As the legislative session recently came to a close, state lawmakers failed to act on two key bills that the state’s insurance industry was keeping close tabs on, including one that would allow insurers to join an interstate compact and another that would limit their ability to use geographic location or credit history as an underwriting tool.
Senate Bill 456, which insurance industry lobbyists have been supporting for years, would have allowed Connecticut to join 32 others states in an interstate compact aimed at streamlining the approval process for new insurance products, but the proposal never even made it out of the insurance and real estate committee.
The compact, which is organized by the National Association of Insurance Commissioners, is a multi-state agreement that creates a central point for filing, reviewing and approving insurance products based on national uniform standards.
It allows insurers to get new products approved in a matter of weeks, much quicker than the current system, which can take 60 to 90 days or longer.
Insurance companies argue that the current slow approval process is putting them at a competitive disadvantage. Certain other financial services companies that are pushing similar products are federally regulated, so they can sidestep the state-level approval process and get their products to the market quicker.

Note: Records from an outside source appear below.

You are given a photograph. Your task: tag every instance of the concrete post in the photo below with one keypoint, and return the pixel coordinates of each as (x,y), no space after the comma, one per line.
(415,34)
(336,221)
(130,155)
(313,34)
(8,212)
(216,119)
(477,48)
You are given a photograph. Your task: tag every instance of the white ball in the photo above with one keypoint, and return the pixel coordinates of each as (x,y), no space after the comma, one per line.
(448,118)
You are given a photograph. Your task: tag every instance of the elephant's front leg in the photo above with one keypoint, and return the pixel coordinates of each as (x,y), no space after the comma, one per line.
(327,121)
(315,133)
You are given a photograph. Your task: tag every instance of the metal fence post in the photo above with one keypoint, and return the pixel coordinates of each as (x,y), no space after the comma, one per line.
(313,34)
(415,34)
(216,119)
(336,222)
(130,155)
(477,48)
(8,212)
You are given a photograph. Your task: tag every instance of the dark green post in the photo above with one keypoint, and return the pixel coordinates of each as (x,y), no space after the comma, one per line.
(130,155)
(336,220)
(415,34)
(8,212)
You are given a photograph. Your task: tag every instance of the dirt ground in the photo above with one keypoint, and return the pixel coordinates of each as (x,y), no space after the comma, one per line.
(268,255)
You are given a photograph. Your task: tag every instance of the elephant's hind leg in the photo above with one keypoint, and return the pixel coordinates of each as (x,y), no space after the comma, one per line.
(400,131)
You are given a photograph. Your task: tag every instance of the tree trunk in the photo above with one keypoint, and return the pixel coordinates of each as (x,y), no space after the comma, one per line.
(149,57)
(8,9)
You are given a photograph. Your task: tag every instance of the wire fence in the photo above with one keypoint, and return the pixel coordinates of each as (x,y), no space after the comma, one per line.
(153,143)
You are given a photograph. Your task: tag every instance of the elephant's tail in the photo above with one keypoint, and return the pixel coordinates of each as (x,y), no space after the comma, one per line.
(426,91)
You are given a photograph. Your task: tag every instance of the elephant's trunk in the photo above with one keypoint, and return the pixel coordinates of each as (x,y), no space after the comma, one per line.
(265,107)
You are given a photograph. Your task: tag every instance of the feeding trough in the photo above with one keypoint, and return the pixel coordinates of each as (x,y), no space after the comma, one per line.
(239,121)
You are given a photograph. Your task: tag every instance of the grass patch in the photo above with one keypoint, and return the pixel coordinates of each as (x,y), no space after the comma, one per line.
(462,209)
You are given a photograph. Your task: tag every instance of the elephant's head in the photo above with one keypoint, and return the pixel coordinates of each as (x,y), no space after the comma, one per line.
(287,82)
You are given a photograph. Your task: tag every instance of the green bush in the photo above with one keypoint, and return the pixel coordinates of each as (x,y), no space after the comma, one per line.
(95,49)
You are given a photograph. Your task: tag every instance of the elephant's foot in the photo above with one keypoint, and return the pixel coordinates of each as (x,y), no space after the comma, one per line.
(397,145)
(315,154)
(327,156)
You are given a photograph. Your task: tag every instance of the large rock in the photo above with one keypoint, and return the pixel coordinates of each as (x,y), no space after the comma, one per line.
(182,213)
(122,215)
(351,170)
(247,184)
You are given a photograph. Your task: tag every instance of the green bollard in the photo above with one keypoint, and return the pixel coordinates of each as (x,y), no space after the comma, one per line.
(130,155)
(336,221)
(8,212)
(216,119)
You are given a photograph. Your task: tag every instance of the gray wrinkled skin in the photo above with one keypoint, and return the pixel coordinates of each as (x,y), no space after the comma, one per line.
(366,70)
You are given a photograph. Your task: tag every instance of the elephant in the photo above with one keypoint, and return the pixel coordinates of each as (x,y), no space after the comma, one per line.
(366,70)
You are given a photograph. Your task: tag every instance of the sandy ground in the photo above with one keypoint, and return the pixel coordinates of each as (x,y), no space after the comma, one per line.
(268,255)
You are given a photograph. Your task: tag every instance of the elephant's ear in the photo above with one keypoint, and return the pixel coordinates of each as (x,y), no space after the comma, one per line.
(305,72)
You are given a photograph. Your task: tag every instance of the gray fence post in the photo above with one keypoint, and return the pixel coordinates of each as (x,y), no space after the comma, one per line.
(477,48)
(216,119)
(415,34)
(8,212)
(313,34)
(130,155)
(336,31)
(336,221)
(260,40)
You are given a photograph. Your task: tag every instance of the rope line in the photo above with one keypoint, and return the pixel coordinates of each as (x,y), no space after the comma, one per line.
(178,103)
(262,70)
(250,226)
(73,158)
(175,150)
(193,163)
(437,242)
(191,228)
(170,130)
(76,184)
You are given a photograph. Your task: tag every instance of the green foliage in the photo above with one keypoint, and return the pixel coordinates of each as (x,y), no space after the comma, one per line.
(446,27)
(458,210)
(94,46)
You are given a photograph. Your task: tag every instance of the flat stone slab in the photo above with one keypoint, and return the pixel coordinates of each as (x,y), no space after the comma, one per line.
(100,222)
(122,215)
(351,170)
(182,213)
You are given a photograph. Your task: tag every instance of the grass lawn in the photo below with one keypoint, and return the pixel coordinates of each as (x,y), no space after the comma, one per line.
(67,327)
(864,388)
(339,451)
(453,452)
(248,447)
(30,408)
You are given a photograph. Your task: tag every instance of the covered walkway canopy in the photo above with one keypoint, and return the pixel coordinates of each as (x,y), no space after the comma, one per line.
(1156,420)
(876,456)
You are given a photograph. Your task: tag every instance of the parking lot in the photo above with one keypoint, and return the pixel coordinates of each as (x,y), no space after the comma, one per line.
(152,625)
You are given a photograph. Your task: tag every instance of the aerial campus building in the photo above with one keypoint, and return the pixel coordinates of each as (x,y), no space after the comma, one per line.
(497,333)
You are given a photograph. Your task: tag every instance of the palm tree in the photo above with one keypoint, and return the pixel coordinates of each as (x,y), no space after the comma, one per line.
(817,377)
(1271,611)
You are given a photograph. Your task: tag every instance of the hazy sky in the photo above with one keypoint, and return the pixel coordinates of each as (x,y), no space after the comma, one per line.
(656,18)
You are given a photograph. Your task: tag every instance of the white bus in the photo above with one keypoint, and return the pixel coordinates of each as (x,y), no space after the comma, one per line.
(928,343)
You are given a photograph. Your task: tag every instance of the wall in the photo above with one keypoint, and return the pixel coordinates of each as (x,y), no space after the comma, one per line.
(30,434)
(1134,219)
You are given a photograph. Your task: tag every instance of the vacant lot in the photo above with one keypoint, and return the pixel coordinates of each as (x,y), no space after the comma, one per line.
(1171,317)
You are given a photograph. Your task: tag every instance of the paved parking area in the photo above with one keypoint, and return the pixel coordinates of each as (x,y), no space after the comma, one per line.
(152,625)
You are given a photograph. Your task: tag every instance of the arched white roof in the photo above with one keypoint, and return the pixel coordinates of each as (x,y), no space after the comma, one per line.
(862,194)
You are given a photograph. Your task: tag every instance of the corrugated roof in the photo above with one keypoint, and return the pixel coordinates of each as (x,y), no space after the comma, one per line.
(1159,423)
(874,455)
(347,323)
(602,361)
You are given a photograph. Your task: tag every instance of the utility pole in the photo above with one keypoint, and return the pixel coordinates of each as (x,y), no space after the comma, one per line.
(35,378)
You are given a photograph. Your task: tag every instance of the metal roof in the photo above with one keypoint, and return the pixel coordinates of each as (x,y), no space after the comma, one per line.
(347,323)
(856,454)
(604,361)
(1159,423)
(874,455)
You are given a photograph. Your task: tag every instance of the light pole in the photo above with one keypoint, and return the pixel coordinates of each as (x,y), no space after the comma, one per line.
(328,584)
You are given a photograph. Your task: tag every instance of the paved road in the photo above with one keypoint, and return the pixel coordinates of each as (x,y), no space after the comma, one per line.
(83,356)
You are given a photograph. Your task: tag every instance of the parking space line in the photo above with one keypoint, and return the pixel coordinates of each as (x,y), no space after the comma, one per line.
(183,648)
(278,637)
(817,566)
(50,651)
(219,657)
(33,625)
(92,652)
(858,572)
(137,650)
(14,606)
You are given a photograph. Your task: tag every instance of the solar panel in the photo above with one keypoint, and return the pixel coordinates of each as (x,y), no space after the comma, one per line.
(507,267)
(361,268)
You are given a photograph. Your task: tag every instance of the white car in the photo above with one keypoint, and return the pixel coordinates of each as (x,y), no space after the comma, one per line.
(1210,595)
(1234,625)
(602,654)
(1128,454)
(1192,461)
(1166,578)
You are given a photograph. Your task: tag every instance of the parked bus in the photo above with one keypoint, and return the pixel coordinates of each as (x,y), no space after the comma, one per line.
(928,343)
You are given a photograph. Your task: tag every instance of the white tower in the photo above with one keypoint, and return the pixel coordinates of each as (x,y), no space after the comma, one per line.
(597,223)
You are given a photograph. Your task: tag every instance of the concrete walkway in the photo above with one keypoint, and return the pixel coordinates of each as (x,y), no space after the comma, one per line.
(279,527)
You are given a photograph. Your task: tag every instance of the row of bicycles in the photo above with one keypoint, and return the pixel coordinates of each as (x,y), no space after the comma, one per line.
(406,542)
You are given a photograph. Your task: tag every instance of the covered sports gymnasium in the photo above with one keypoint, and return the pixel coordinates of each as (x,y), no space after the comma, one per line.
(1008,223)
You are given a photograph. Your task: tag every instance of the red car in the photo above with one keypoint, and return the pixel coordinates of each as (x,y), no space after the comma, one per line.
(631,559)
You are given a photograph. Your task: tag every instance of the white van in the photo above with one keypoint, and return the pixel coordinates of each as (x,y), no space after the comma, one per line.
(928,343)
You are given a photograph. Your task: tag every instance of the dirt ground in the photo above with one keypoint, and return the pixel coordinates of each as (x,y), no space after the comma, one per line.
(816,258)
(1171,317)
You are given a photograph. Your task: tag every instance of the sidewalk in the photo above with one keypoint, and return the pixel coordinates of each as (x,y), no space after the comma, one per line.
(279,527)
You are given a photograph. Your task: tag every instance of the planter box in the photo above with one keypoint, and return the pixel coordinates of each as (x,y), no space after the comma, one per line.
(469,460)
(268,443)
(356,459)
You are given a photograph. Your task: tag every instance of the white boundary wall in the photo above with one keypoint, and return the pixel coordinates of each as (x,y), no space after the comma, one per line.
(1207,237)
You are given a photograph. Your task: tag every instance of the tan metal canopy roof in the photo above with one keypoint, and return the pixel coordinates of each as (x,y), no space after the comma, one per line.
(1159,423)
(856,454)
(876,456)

Big states such as Texas, Ohio, and Michigan have already joined the compact, as have all New England states except, Connecticut.
The proposal faced fierce opposition from Attorney General Richard Blumenthal, who has said joining the compact would jeopardize important consumer protections.
In a victory for the industry, however, lawmakers did not approve proposed legislation that would place new limits on the use of geography or credit history as an underwriting tool for auto insurers.
Greg Bordonaro is a Hartford Business Journal staff writer.